Les Cent Pas

alice-h

 

 

Il commence à se faire tard, je trébuche de sommeil. La plupart du temps, on tombe de sommeil : à bout de force, on s'y laisse entraîner.

Mais certains soirs, je trébuche de sommeil : le poids de la fatigue pèse sur mes paupières, je perds le sens de la réalité, commence à m'engouffrer, et d'un coup ma conscience sursaute. Eprise d'un besoin d'écrire, elle redevient alerte.

Alors j'allume la lumière, ne prends pas la peine de chausser mes lunettes,  griffonne quelques mots, et éteins de nouveau. Maintenant que la phrase qui me hantait est, elle aussi, couchée sur le papier, je pourrais enfin m'endormir.

Mais elle fait les cent pas.

Comme on hésiterait sur un pas-de-porte à entrer chez une personne qu'on ne connaît pas, de peur de ce qu'on pourrait y trouver. Avec l'écriture, c'est pareil. Mes pensées font les cent pas, elles hésitent «  Est-ce le bon moment ? Ne devrais-tu pas plutôt dormir et voir cela demain ? » Elles se trouvent des excuses et se défilent aussi vite qu'elles ne défilent.

 

C'est difficile d'écrire parfois. Difficile d'écrire quand on ne va pas mal ou quand on va mieux. On sait qu'on a une vieille blessure qui cicatrise : on hésite entre l'oublier et ôter le pansement. Pourquoi remuer le couteau dans la plaie ? Ignorons-là et continuons notre chemin, quitte à boiter un peu.

Et puis un jour, c'est plus fort que nous. On ôte le pansement, pour voir ce qu'il y a dessous. Est-ce encore douloureux ? Est-ce qu'elle saigne encore ?

Alors les mots reviennent, d'abord doucement. La phrase qui hésitait s'est enfin décidé à frapper  à la porte, timidement.

 

La vie me paraît trop étroite quand je n'écris pas. La réalité, est bien trop petite pour pouvoir m'en contenter.

Et pourtant, le gouffre de l'écriture paraît, trop profond et trop impressionnant  pour un esprit victime de vertige. Il est des périodes où l'on ne préfère pas regarder en bas : on vit tout droit, sans se poser de questions, sans regarder ailleurs. On anesthésie la blessure par la froideur de la vie quotidienne et les calmants de routine.

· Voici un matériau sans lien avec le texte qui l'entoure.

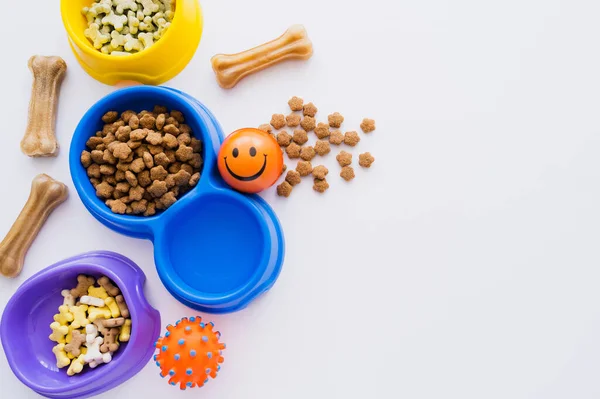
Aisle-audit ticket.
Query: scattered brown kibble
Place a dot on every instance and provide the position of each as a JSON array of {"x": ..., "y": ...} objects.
[
  {"x": 300, "y": 136},
  {"x": 140, "y": 163},
  {"x": 320, "y": 172},
  {"x": 335, "y": 120},
  {"x": 308, "y": 123},
  {"x": 344, "y": 158},
  {"x": 293, "y": 177},
  {"x": 265, "y": 127},
  {"x": 296, "y": 103},
  {"x": 284, "y": 189},
  {"x": 293, "y": 120},
  {"x": 320, "y": 185},
  {"x": 367, "y": 125},
  {"x": 322, "y": 147},
  {"x": 322, "y": 130},
  {"x": 351, "y": 138},
  {"x": 278, "y": 121},
  {"x": 365, "y": 160},
  {"x": 293, "y": 150},
  {"x": 307, "y": 153},
  {"x": 284, "y": 139},
  {"x": 304, "y": 168},
  {"x": 309, "y": 110},
  {"x": 347, "y": 173}
]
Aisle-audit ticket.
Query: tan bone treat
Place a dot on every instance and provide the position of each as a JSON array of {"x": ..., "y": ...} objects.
[
  {"x": 46, "y": 194},
  {"x": 40, "y": 138},
  {"x": 231, "y": 68}
]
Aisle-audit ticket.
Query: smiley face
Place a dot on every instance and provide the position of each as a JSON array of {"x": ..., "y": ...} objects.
[{"x": 250, "y": 160}]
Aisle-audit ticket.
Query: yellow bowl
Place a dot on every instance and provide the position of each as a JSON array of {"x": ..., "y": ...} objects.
[{"x": 153, "y": 66}]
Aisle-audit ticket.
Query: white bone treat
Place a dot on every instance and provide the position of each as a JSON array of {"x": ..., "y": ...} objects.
[
  {"x": 40, "y": 138},
  {"x": 231, "y": 68},
  {"x": 46, "y": 194},
  {"x": 92, "y": 301}
]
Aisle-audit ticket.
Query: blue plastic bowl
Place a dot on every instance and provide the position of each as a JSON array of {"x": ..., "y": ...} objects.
[{"x": 215, "y": 249}]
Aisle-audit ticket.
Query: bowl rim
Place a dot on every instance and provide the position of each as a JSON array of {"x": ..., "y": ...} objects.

Mais un jour, qu'on l'aura oubliée, on se cognera au même endroit. Et elle s'ouvrira, plus douloureuse encore, plus profonde, et béante.

Alors autant ne pas l'oublier tout de suite. Cette blessure, autant la porter en nous comme un tatouage. Et écrire.

 

On verra bien ce que cela donnera … Peut-être une écriture qui boite, mais qui se sera au moins relevée.